Comparing geolocation algorithms tailored to specific domains and applications (such as rapid mapping) is not an easy task. Indeed, as discussed, taking into consideration only precision/recall is often reductive and several other features — the relevance of which is largely domain-dependent — must also be taken into account. First of all, as described earlier, the precision is a function of the threshold to consider a location as “accurate”. Therefore, two different geolocation methodologies with different goals could perform better for different thresholds. CIME, in particular, privileges accuracy rather than volume, given a target domain that requires highly accurate geolocated items for rapid mapping purposes. This can be seen in Fig. 10, which highlights the precision at 1km (about 40%) and at 5km (about 50%). Moreover, other features and constraints of a geolocation algorithm have a major impact on its applicability in specific domains. For example, language-specific features, the necessity of prior knowledge about the target event/area, or application-specific preprocessing phases. All these different features hinder comparisons between different geolocation algorithms, because stronger constraints could bring about better performance but limit the applicability in specific domains and contexts. Finally, different geolocation algorithms could target different steps of the geolocation process (see Section 2) or different aspects of social media locations (such as home or post location, see Section 3), further hindering comparisons.

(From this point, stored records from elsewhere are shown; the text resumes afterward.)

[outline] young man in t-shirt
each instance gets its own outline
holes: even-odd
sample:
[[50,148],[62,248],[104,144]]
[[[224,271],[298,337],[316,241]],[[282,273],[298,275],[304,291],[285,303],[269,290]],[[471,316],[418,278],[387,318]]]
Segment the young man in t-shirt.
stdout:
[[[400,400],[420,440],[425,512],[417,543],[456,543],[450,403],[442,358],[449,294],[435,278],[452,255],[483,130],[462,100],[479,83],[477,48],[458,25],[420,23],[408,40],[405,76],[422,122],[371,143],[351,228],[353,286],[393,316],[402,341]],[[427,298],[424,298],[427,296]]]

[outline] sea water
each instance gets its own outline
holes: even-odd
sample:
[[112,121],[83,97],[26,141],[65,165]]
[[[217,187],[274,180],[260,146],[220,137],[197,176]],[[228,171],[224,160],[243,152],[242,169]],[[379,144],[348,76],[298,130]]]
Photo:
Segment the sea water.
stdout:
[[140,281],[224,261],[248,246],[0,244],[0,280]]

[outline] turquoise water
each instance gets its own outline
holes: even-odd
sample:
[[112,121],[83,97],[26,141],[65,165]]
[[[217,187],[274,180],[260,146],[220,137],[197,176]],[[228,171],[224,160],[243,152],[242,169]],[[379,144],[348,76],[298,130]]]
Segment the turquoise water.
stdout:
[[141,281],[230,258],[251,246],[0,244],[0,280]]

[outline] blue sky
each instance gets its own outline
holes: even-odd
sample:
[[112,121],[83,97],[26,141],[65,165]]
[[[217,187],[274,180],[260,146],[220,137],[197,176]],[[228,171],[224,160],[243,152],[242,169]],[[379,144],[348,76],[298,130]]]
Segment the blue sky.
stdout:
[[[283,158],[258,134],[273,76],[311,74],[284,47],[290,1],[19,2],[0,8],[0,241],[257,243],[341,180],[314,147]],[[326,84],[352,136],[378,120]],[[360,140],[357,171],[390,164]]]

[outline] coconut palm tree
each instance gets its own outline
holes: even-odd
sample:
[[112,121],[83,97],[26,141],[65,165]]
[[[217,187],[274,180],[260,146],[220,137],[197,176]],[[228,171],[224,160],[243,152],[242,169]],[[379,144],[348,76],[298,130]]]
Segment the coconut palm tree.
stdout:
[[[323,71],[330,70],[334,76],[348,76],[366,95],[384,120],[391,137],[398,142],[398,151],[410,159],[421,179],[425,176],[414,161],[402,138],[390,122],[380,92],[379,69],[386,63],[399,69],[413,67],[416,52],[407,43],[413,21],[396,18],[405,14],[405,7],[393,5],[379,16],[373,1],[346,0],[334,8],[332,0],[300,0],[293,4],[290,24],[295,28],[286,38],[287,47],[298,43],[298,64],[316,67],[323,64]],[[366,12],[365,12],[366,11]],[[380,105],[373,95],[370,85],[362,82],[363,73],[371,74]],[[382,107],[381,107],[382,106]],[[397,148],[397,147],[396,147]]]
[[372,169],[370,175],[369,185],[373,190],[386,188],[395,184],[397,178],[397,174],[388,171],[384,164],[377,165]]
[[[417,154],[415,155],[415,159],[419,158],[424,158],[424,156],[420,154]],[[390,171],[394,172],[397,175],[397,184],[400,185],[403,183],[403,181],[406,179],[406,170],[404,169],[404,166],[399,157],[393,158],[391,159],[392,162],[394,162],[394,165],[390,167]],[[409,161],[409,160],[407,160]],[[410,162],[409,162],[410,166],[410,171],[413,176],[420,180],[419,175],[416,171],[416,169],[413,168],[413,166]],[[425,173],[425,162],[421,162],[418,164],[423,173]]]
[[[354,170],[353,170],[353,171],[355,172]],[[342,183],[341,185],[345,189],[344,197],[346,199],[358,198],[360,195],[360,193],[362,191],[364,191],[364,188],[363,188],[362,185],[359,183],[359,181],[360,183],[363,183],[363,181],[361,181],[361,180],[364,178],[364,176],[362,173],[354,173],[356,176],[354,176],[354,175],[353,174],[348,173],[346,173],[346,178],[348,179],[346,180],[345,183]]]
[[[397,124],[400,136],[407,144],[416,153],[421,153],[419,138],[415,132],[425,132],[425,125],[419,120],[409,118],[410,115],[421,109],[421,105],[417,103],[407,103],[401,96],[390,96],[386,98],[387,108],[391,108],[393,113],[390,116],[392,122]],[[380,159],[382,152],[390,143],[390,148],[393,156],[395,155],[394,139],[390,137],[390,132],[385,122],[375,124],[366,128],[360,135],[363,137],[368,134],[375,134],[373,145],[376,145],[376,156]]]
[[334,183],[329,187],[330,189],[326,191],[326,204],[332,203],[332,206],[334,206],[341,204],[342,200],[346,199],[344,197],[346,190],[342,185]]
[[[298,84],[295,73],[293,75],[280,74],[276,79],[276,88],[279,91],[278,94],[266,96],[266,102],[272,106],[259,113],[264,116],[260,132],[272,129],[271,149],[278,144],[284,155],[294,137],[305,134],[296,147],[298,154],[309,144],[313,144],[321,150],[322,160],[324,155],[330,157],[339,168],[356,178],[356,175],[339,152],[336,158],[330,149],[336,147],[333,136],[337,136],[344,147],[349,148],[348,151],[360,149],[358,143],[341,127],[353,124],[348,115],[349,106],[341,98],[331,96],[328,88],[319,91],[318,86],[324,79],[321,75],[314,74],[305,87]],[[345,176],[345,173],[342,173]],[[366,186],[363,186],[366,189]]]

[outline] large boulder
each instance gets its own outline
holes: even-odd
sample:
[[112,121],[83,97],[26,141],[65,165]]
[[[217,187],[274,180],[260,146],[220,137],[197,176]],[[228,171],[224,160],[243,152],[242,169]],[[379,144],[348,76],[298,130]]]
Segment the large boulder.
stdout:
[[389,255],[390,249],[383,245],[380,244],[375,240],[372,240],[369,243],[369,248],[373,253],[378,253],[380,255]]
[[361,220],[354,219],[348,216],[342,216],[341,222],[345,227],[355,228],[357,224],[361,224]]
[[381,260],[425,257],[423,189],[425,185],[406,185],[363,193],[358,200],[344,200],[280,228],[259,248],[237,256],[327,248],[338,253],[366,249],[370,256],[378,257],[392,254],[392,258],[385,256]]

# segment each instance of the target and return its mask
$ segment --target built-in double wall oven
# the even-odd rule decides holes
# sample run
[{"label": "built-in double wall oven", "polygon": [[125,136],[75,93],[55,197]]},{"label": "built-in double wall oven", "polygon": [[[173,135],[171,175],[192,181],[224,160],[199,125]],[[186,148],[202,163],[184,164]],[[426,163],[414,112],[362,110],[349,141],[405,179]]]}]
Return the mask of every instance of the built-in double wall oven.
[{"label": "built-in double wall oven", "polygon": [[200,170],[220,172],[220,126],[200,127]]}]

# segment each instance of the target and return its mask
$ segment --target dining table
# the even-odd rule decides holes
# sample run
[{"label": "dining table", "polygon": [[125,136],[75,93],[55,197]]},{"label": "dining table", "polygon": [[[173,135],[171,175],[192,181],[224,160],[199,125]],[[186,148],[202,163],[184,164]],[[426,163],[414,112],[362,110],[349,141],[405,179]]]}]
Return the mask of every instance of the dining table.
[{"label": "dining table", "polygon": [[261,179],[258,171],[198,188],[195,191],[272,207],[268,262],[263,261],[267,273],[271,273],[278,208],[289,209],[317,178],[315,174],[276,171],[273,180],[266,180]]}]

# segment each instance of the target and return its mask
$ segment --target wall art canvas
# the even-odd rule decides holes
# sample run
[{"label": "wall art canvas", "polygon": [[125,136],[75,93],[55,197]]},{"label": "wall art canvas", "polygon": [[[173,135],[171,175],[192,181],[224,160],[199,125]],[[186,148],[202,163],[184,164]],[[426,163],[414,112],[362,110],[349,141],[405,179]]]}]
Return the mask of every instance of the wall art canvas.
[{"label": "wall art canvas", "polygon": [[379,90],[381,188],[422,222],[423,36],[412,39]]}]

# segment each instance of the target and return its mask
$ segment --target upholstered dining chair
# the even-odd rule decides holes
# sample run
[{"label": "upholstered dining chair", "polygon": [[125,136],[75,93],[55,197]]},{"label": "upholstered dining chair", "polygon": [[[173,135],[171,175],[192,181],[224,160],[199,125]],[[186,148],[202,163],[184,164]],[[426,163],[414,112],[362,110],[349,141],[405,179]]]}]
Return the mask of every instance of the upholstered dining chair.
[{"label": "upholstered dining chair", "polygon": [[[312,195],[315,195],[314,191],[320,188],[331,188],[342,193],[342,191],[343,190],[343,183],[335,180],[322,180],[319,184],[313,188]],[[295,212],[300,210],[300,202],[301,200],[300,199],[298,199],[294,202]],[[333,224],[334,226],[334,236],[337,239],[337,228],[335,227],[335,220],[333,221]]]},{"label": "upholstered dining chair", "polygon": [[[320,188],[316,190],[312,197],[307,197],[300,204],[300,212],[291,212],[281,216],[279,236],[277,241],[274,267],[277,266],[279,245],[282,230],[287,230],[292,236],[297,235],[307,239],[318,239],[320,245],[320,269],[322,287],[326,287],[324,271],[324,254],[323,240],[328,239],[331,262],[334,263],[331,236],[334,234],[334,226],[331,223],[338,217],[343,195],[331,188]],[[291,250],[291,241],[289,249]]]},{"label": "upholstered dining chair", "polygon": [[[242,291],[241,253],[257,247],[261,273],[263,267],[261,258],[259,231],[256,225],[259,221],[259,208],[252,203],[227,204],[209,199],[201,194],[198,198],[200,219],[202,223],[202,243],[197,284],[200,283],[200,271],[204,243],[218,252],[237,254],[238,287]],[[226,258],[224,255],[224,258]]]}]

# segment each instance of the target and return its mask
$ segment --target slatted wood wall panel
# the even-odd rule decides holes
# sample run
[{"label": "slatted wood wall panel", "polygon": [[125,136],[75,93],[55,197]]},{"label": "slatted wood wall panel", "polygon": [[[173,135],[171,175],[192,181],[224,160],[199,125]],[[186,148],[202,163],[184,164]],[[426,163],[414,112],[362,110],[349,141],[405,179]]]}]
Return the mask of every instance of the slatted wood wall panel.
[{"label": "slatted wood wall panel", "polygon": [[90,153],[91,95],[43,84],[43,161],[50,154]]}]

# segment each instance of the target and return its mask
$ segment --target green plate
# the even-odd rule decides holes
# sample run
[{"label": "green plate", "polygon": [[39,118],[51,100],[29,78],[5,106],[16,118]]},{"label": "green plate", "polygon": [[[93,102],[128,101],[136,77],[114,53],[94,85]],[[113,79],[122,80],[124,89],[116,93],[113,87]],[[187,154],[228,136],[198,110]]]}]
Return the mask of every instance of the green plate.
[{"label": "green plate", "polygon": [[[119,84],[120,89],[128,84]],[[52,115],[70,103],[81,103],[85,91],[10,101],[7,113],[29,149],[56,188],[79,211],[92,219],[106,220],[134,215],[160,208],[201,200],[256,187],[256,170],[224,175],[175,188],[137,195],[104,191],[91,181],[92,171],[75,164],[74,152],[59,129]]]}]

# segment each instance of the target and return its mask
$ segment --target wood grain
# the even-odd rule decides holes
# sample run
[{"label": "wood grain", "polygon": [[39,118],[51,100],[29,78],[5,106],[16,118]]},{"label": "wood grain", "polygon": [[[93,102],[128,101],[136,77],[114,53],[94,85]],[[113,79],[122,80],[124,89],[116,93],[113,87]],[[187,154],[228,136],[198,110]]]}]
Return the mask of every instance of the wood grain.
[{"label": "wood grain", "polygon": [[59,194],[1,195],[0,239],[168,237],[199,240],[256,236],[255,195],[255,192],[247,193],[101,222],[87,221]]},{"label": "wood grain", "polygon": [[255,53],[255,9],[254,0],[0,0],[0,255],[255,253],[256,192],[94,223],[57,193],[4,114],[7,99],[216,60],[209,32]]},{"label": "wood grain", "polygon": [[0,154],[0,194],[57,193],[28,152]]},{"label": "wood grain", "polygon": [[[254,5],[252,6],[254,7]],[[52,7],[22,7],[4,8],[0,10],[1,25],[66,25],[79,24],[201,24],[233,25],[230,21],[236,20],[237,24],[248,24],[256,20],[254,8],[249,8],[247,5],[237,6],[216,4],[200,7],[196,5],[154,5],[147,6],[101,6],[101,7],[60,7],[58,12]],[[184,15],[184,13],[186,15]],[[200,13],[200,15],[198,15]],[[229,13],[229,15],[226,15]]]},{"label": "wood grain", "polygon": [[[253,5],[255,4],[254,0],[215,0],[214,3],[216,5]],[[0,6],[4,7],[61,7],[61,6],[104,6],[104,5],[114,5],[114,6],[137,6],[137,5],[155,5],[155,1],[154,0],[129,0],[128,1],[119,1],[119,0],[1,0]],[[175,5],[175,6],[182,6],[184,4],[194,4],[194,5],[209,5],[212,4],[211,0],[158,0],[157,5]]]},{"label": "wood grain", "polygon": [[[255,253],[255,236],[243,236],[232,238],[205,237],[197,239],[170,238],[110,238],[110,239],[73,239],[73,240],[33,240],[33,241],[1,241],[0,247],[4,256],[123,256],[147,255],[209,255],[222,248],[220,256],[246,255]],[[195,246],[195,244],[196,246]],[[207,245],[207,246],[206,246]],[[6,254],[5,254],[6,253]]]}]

On this basis, the results of CIME on the Hurricane Sandy case study have been compared to those presented in  for the same dataset (originally described in ). A major difference between the two methodologies is the need for a preprocessing phase for the algorithm described in , with indices built limited to a specific target geographical area being considered. In contrast, CIME is designed to analyze tweets without any preparation or training phase, aimed at disambiguating locations by reacting to events in real-time.
The precision @1km obtained by CIME is comparable and slightly higher than the precision obtained in the tested datasets for geographical distances mentioned in  (40% vs 18-36%). The recall appears to be lower for CIME (21% vs 76-81%), and the motivations for a lower recall have been previously discussed.